Since 2011, the technical training courses of the Philips Center for Technical Training (CTT) have become part of High Tech Institute. The history of the training institute goes back to 1990, when Philips CTT was formed, shortly after a major reorganization at Philips, known as Operation Centurion. The training institute was set up to strengthen the R&D of Philips around the world.
Organically, the training courses were housed at the renowned Philips Physics Laboratory (Natlab), later known as Philips Research. For decades, Natlab researchers and the Center for Manufacturing Technology (Center for Industrial Technology, CFT) have developed the training courses for Philips CTT. The most important customers were the global R&D departments within Philips' product divisions.
The main objective of the training institute was to update the people in product development with state-of-the-art technology, as well as soft skills. Top researchers and engineers from the Natlab and CFT - always working on the newest technical possibilities and insights - thus passed on their knowledge directly to product developers.
Many of the teachers were existing Natlab employees, with the Philips Center for Industrial Technology (CFT) also contributing with trainers. Soon, the product divisions gradually started to deliver more and more teachers, which contributed to a strong practical orientation.
Over the years, R&D departments of other tech companies have come to appreciate the unique portfolio of training courses. CTT received more and more requests from non-Philips parties to open its courses. Philips gave its reluctant approval but set two limitations: external customers paid higher course fees and access was limited to training courses without confidential Philips knowledge.

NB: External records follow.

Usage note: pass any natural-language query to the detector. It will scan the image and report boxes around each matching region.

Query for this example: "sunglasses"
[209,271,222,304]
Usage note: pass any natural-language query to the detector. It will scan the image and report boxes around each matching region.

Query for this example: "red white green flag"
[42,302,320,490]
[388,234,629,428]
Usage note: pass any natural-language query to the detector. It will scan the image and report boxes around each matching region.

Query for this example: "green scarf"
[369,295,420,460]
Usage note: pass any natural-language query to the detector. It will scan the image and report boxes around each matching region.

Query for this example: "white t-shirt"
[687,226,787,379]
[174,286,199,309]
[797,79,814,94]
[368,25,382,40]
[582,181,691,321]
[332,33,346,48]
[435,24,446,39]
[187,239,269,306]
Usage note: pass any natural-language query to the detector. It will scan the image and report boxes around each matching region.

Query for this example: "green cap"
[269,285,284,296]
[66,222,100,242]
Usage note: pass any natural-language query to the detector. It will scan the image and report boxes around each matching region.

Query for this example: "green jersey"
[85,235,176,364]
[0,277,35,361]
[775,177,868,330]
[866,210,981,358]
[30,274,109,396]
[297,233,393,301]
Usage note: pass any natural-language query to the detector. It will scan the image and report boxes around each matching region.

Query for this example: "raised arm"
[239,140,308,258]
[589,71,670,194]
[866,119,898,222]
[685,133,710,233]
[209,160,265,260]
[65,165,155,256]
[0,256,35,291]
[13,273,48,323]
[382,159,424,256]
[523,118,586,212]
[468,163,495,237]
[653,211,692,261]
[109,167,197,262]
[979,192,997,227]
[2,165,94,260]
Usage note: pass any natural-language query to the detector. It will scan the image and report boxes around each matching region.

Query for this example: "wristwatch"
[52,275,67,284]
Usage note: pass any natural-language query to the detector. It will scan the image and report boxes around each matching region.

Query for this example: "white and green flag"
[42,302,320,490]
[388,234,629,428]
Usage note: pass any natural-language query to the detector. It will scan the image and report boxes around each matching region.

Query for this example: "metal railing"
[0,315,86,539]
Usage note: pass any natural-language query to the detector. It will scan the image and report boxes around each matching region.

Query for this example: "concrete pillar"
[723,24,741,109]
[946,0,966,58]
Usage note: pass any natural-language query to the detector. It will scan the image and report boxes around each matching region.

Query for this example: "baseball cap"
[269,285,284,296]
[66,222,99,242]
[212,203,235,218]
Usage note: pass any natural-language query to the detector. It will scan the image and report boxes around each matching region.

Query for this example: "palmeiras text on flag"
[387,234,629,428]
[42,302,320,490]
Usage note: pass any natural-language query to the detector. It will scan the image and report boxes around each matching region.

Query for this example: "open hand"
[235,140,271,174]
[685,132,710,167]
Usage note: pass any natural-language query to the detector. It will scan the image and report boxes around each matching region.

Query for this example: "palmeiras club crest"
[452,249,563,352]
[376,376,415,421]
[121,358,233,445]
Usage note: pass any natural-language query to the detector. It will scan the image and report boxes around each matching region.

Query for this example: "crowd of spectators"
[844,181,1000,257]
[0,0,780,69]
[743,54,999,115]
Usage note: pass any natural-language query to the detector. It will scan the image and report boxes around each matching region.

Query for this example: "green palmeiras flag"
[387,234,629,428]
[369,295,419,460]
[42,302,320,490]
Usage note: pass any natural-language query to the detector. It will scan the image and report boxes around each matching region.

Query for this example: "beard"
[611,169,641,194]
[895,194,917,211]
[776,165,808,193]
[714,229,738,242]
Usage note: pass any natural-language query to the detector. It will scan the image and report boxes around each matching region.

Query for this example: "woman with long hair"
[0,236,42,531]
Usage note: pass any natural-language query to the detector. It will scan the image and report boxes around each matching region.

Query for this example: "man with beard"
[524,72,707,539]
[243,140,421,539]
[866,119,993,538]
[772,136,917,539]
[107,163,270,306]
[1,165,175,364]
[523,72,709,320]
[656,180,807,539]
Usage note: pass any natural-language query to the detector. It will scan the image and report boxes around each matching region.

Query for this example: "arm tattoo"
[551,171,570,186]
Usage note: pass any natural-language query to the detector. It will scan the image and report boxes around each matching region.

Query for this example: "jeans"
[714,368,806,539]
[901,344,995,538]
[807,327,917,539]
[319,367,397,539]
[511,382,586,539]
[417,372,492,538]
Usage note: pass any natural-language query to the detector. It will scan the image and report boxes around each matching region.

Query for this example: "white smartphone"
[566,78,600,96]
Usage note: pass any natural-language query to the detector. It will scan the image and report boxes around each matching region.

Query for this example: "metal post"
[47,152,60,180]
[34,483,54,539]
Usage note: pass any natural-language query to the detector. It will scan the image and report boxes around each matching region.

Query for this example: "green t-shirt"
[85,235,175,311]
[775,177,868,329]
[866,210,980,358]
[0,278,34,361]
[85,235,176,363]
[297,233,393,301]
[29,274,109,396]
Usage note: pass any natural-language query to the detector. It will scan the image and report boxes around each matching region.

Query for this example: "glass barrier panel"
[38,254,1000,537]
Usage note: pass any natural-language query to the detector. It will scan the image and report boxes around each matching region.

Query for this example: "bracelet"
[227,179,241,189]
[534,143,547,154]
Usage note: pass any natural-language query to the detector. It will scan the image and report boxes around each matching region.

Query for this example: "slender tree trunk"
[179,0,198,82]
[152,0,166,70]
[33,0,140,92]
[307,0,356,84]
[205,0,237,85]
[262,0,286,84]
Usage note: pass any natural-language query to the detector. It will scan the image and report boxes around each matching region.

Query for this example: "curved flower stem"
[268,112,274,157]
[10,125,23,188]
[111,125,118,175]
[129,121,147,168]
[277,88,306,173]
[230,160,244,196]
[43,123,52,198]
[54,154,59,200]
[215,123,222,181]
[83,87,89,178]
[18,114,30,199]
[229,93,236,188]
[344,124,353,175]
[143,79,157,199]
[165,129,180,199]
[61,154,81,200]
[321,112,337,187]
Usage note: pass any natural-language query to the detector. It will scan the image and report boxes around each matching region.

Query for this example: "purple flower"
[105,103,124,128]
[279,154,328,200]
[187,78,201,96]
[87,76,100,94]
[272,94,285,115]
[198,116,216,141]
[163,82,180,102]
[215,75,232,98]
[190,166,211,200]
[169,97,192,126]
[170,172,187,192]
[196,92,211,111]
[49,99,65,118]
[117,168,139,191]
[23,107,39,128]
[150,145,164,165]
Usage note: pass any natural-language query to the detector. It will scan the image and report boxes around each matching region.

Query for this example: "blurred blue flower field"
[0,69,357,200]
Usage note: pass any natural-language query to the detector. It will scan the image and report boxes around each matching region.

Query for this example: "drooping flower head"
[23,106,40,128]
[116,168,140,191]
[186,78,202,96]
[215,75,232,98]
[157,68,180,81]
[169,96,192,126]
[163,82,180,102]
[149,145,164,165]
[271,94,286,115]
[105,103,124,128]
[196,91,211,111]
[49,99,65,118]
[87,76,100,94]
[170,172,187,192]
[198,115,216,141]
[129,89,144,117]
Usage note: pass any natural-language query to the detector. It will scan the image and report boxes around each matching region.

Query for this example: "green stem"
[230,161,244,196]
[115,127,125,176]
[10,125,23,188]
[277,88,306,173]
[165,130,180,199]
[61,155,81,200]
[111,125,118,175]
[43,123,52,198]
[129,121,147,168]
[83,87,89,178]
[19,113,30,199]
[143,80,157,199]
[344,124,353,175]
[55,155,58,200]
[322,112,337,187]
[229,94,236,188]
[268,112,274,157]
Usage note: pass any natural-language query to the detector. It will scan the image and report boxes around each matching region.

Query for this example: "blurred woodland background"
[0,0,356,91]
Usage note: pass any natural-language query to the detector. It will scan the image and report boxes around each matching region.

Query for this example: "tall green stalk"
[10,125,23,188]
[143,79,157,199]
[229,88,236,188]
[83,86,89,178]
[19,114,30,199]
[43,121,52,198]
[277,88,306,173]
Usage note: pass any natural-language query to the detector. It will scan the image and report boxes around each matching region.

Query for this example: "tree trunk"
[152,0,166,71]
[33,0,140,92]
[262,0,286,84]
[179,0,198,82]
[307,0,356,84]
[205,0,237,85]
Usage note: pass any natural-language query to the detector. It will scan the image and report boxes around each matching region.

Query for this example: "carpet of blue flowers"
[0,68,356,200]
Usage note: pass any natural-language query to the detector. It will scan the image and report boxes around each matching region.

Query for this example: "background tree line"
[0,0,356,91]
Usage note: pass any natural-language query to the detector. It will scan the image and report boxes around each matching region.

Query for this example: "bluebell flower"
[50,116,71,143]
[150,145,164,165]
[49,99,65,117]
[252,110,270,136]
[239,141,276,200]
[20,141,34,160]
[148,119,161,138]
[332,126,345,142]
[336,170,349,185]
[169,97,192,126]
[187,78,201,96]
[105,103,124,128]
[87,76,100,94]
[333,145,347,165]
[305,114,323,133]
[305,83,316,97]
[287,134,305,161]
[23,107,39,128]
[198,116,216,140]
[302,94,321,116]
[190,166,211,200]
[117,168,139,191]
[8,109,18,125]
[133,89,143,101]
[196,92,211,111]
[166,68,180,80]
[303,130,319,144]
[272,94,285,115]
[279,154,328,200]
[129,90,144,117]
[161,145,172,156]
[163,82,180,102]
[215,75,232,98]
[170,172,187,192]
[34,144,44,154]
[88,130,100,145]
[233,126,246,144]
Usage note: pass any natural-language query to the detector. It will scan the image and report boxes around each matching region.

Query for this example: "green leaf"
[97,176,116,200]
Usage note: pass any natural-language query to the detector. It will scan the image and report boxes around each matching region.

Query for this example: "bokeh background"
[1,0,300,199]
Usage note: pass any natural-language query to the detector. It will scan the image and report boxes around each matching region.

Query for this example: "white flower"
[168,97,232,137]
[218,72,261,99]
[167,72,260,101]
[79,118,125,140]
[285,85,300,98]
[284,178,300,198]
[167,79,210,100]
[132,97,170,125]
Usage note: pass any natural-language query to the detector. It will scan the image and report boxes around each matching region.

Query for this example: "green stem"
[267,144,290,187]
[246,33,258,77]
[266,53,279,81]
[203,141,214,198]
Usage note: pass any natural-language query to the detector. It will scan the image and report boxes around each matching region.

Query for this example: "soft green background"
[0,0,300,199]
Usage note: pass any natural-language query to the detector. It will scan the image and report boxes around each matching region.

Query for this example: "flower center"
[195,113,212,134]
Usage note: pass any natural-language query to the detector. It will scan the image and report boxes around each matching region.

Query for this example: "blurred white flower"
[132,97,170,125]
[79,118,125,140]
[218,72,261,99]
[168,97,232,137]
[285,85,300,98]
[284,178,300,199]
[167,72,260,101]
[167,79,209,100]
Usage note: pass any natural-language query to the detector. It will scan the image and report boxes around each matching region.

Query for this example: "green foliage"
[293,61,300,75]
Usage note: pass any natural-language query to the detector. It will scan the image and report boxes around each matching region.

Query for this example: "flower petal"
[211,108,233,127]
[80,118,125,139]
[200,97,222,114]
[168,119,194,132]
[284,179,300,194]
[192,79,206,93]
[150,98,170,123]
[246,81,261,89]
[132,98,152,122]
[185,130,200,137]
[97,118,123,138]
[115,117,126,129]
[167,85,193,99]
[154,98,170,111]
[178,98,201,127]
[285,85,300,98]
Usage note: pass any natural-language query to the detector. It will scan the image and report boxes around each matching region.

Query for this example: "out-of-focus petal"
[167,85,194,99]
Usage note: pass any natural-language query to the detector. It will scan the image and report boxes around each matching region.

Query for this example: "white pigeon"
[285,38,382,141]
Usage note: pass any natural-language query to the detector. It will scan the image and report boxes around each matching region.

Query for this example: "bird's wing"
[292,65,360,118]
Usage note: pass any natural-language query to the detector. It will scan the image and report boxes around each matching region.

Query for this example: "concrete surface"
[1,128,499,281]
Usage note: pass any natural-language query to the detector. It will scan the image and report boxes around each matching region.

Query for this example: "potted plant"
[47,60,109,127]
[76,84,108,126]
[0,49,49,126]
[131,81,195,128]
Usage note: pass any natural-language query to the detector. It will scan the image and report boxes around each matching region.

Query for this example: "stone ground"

The number of external customers increased, in part because several Philips units were spun out. Eventually, courses with confidential Philips information were gradually converted and the full list of trainings became available to the market through open registration. Removing this confidentiality has proven to be an important condition for the major role that both the CTT, and now the High Tech Institute, have started to play for the entire high-tech ecosystem.
In the peak years, Philips CTT had a portfolio of nearly one hundred specialized training courses in IC technology, mechanics, mechatronics, optics, systems, software, innovation and soft skills. In the boom period of the nineties, the activity achieved a turnover of more than 8 million guilders (adjusted for purchasing power that is now more than 5 million euros) and four to five thousand people participated in CTT training sessions each year.
In the late nineties, Philips started to divest more and more activities. As a result, the customer base of Philips CTT shifted to external parties, subsidiaries and spin-offs. One major impact was the demerger of Philips Semiconductors (now NXP) that, in some years, accounted for more than half of all training sessions at CTT.
Another example is that of ASML. In 2004, Philips sold its last remaining shares of the lithography company. By 2006, Philips Semiconductors continued independently as NXP and suddenly the overwhelming majority of Philips CTT customers were coming from outside the multinational. As a result, the parent company increasingly put the question on the agenda: What do we do with our technical training courses? The obvious answer was to split off this non-core activity.
The 2008 crisis accelerated this process. In 2011, the CTT training courses were finally spun out. This step was also motivated by the desire to retain an independent training institute for the Dutch high-tech industry and is why Philips expressed the explicit wish to retain this knowledge for the ecosystem when spinning out its technical course activities. For these reasons, the former owner chose to place its portfolio with specialists who could offer continuity to the training courses. They are responsible for maintaining the technical training courses that are now housed within High Tech Institute.